WHEN The 306: Dusk opened at Perth Theatre this week in a co-production with the National Theatre of Scotland, it marked more than five years since Oliver Emanuel and Gareth Williams began working on the 306 project. Since then, Emanuel and Williams have created an epic First World War-inspired music theatre trilogy, which has put some of the 1914-18 war’s less sung stories into the spotlight as well as its long-term fall-out.

Emanuel began his saga in 2016 with The 306: Dawn, which was set during the war itself. The play focused on some of the 306 men who were court-martialled as traitors and shot by a firing squad, recognising that the men were likely victims of mental trauma and miscarriages of justice. It’s follow-up, The 306: Day, followed the lives of the women caught in the emotional and psychological crossfire of the war and struggling to cope following the loss of their men, either in battle or through execution.

This third and final play brings things up to date, and takes place on Armistice Day, when three quite different pilgrimages take place in what were once the battlefields of France.

“It’s a ghost story in many ways,” says Emanuel, “in which the war itself is the ghost. It’s set at dusk, which is this strange time between night and day and where things aren’t quite what they seem. Through these three characters – a pregnant teacher on a school trip, an Iraqi war veteran and a soldier executed in 1918 – we ask questions about what remembrance means, and whether we need remembrance.”

Co-commissioned by 14-18 NOW, the UK’s arts programme for the First World War centenary, the 306 trilogy forms part of a huge process of legacy-building at a time when survivors of the war are few.

“After a hundred years since the war, when no-one with any living memory of that time is around anymore, you wonder whether this is the last generation to remember it, and if so what happens next? I don’t have any easy answers, but maybe the war will be remembered because of the art that’s come out of it, whether that’s the poems of Wilfred Owen or some of the other great works that came from it.”
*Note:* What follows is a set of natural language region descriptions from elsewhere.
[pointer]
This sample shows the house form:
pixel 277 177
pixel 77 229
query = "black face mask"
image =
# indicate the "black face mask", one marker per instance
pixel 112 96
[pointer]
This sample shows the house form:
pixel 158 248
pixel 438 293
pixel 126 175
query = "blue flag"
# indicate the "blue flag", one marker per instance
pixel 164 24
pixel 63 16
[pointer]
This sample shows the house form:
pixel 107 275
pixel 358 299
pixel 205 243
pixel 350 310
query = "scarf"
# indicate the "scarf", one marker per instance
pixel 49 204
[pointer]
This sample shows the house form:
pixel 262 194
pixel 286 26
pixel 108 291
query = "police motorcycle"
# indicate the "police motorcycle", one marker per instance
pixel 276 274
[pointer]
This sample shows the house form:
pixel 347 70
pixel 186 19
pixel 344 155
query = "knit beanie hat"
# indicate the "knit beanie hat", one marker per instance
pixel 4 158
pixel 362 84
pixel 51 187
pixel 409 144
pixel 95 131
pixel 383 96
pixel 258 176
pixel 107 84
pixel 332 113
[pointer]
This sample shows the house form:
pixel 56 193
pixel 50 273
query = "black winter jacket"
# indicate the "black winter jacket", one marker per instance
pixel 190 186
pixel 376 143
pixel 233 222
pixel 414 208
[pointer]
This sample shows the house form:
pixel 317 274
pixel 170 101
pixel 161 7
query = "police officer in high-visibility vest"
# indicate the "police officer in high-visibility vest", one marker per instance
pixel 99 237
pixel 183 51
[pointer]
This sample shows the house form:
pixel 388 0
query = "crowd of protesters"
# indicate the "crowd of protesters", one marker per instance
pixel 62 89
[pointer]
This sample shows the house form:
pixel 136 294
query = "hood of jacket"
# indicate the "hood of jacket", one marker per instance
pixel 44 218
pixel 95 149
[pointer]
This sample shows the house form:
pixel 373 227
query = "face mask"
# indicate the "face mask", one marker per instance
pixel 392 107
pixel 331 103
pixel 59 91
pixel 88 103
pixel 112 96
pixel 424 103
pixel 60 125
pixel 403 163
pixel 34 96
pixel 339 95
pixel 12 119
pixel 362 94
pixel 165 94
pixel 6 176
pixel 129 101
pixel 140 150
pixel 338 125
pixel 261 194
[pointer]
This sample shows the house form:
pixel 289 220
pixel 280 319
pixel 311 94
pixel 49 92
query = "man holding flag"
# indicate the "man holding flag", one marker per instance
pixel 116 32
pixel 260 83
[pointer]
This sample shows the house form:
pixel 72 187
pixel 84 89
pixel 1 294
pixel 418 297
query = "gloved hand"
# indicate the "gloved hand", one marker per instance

The first play was directed by then NTS artistic director Laurie Sansom and the second by Jemima Levick. The 306: Dusk is being overseen by Wils Wilson, whose credits include the international hit by David Greig, The Strange Undoing of Prudencia Hart and the Royal Lyceum Theatre Edinburgh’s recent production of Twelfth Night.

Running through all three plays has been the scores composed by Gareth Williams, which sees the cast sing to arrangements played by a live string ensemble. Out of this working relationship and sense of continuity came a sense of camaraderie between Emanuel and Williams which has helped forge the umbilical links between the three plays into a coherent whole.

“I’ve never stayed with a project this long,” says Williams “In 2012 me and Oli had a conversation about cowardice, and that’s where everything came from. I was still composer in residence with Scottish Opera at the time, and had to feel my way into it. Since then, we’ve had time to get things right and time to get things wrong, and I suppose part of Oli’s job was to open up these real-life events into a dramatic world, and it’s been my job to find where the songs might sit within that. But the whole thing has been so collaborative that I’ve never felt like I was the only composer in the room.”

The first part of the trilogy was performed in a barn in Perthshire and the second in a hotel, The 306: Dusk is being produced in a newly refurbished Perth Theatre.

“We always knew we were going to be coming in from the cold,” says Emanuel.

There is undoubtedly and deservedly a real sense of achievement that comes with the completion of the 306 trilogy. As with any project which has required such a high level of commitment, particularly one dealing with such sensitive areas as The 306 has, there will also be a sense of loss that goes with it. As Williams puts it, “Because you’ve spent so long with it, you know there’s a real sadness coming when it ends.”

For Emanuel, the end of the 306 trilogy has been a cause for reflection.

“It’s been such a huge privilege to write a trilogy like this,” he says. “On a purely personal level, when I started this project five years ago I was 32 and still working out what sort of writer I was and what sort of writer I wanted to be.”

Five years on, Emanuel is clear about how he sees this particular body of work.

“I never thought of The 306 as a historical trilogy,” he says. “I always thought I was just writing about people with problems, and I wanted to write about these people’s lives and how these stories happened. There’s a kind of mirror that’s run all the way through, so the first one was set in 1916 and performed in 2016, the second was set in 1917 and performed in 2017, and it’s the same with this third one. The challenge for me is that it’s called The 306, but you can’t write the stories of all of them, but the great thing about theatre is that it can stand for other things.”

With The 306: Dusk now up and running, what does Emanuel think is likely to be the trilogy’s own lasting legacy?

“I’m still figuring that out,” he says. “It usually takes me a while to get a full sense of what I’ve been writing about, and with The 306 I think that’s especially been the case. One thing is that I don’t want to avoid the difficult parts of the story of the First World War, and I suppose I’m grinding the oyster of our national myth. Above all, I think I’m asking what responsibility we have to soldiers today.”

The 306: Dusk, Perth Theatre, October 10-27.